For a binomial distribution, you can quickly find the parameters by remembering that $q = \frac{\text{Variance}}{\text{Mean}}$ and $p=1-q$. Once you have $p$, you can find $n$ from the mean formula, $n = \text{Mean}/p$.

Answer 1

The Correct Option is B

For a binomial distribution $B(n, p)$, the mean is $\mu = np$ and the variance is $\sigma^2 = npq$, where $q = 1-p$.
We are given:
Mean: $np = \frac{4}{3}$.
Variance: $npq = \frac{10}{9}$.
Step 1: Find the parameters $n, p, q$.
Divide the variance by the mean to find $q$:
$q = \frac{npq}{np} = \frac{10/9}{4/3} = \frac{10}{9} \times \frac{3}{4} = \frac{10}{12} = \frac{5}{6}$.
Now find $p$:
$p = 1 - q = 1 - \frac{5}{6} = \frac{1}{6}$.
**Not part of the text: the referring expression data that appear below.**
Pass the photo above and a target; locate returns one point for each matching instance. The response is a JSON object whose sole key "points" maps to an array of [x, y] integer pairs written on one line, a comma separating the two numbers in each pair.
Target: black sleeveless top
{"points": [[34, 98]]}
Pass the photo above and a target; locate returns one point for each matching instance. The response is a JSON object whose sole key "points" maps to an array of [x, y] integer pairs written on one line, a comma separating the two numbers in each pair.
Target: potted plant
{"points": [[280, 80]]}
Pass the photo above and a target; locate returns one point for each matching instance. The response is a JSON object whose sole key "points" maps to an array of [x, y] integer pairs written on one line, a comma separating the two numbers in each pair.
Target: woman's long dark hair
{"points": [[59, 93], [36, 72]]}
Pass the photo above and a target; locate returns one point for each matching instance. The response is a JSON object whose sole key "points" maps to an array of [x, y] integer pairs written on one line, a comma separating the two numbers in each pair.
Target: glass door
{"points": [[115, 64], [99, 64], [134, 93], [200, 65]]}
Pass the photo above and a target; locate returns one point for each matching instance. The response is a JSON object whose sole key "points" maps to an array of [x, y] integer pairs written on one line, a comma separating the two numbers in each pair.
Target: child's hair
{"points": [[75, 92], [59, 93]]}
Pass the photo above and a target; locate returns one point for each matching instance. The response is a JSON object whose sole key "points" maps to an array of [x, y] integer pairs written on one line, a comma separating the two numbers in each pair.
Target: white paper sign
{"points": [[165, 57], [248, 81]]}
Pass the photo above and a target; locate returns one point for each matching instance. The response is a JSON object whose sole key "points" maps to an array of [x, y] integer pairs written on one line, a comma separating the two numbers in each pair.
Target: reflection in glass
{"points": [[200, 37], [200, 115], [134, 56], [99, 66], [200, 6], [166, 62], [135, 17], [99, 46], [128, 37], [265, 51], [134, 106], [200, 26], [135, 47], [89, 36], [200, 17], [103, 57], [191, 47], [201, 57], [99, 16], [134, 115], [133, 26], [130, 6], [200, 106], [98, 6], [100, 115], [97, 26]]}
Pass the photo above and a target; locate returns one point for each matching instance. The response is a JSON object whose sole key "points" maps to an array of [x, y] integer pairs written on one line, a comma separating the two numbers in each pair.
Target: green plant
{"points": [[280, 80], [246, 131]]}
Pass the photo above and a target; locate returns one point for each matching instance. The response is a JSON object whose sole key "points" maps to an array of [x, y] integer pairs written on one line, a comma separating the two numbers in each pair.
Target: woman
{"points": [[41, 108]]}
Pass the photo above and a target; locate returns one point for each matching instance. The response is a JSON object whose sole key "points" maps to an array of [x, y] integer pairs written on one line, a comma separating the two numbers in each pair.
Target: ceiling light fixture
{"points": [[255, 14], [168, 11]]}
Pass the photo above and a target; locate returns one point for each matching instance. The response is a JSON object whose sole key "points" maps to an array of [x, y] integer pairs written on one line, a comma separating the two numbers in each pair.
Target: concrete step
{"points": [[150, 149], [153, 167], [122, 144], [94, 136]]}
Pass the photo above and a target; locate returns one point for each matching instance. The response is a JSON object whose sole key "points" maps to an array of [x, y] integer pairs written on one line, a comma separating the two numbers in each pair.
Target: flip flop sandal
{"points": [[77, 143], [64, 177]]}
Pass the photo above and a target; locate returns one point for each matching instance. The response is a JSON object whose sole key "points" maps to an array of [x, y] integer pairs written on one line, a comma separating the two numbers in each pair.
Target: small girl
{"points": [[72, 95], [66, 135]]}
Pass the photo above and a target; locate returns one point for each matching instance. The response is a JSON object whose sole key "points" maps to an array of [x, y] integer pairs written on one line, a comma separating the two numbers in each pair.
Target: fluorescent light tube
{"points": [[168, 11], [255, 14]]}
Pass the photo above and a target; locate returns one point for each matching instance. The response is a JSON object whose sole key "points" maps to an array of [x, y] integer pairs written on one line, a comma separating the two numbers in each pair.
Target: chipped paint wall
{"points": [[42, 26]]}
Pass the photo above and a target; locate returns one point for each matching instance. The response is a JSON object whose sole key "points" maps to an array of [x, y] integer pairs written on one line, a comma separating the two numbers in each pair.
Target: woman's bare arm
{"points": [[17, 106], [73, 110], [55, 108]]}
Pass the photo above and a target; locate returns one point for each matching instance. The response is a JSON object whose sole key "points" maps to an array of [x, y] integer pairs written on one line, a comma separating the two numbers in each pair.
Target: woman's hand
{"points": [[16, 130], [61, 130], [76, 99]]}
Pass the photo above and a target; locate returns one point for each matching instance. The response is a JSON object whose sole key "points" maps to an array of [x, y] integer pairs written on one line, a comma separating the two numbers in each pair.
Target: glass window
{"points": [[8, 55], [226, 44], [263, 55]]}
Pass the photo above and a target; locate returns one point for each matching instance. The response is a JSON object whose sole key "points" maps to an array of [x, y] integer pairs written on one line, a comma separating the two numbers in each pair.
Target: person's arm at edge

Now find $n$ using the mean:
$n \cdot p = \frac{4}{3} \implies n \cdot \frac{1}{6} = \frac{4}{3} \implies n = \frac{4}{3} \times 6 = 8$.
So, the distribution is $X \sim B(n=8, p=1/6)$.
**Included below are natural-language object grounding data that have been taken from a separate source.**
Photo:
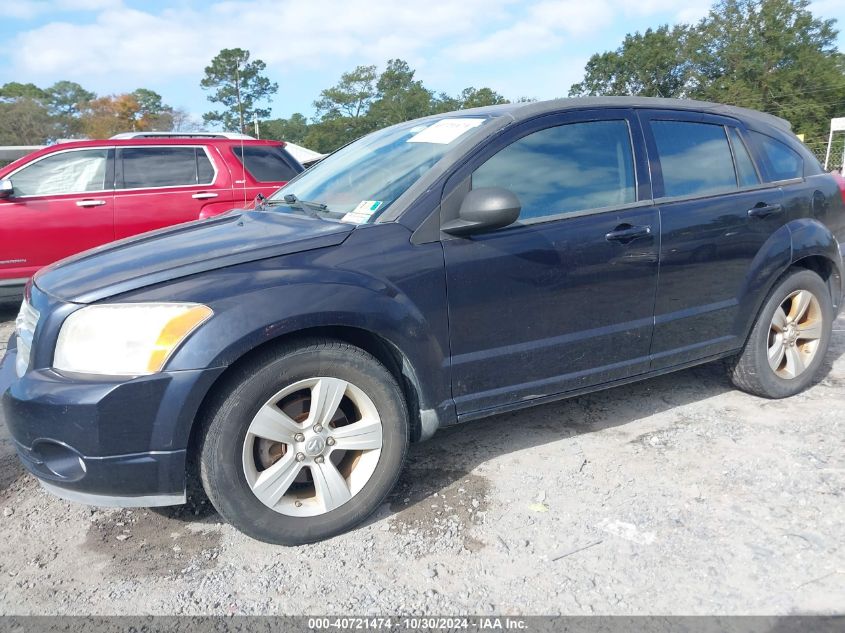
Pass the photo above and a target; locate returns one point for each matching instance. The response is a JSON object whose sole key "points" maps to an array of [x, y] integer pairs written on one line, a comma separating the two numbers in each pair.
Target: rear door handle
{"points": [[762, 210], [625, 233]]}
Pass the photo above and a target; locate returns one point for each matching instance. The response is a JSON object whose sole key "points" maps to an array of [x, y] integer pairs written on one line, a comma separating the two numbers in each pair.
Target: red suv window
{"points": [[265, 164]]}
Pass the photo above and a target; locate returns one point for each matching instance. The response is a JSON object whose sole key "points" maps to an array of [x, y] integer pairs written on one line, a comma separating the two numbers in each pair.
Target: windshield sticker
{"points": [[363, 212], [445, 131]]}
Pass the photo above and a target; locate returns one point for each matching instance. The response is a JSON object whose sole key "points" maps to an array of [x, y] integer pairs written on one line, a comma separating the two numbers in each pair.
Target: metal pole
{"points": [[829, 143]]}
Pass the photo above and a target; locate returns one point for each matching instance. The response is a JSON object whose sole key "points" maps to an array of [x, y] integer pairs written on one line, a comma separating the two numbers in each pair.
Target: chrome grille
{"points": [[25, 325]]}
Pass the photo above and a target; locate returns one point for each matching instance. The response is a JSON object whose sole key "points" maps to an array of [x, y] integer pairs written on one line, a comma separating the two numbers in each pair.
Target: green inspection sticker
{"points": [[363, 212]]}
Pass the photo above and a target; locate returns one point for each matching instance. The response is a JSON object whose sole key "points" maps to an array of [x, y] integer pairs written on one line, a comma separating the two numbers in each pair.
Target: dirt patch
{"points": [[439, 507], [151, 544]]}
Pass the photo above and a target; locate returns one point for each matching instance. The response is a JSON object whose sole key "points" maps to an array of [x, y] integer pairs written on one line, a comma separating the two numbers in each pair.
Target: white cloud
{"points": [[28, 9], [182, 41]]}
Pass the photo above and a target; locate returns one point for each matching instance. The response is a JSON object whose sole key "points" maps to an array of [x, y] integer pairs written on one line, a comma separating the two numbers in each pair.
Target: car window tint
{"points": [[784, 162], [266, 164], [694, 157], [159, 167], [564, 169], [68, 172], [745, 172], [205, 170]]}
Step 2: Calculate $P(X \geq 6)$.
This is equal to $P(X=6) + P(X=7) + P(X=8)$.
The probability mass function is $P(X=k) = \binom{n}{k} p^k q^{n-k}$.
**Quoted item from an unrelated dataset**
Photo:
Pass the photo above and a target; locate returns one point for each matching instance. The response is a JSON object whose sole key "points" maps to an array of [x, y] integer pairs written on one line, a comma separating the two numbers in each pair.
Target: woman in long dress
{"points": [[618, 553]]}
$P(X=6) = \binom{8}{6} (\frac{1}{6})^6 (\frac{5}{6})^{8-6} = \frac{8 \cdot 7}{2} \cdot (\frac{1}{6})^6 (\frac{5}{6})^2 = 28 \cdot \frac{25}{6^8} = \frac{700}{6^8}$.
$P(X=7) = \binom{8}{7} (\frac{1}{6})^7 (\frac{5}{6})^{8-7} = 8 \cdot (\frac{1}{6})^7 (\frac{5}{6})^1 = \frac{40}{6^8}$.
$P(X=8) = \binom{8}{8} (\frac{1}{6})^8 (\frac{5}{6})^{8-8} = 1 \cdot (\frac{1}{6})^8 (1) = \frac{1}{6^8}$.
$P(X \geq 6) = \frac{700}{6^8} + \frac{40}{6^8} + \frac{1}{6^8} = \frac{700+40+1}{6^8} = \frac{741}{6^8}$.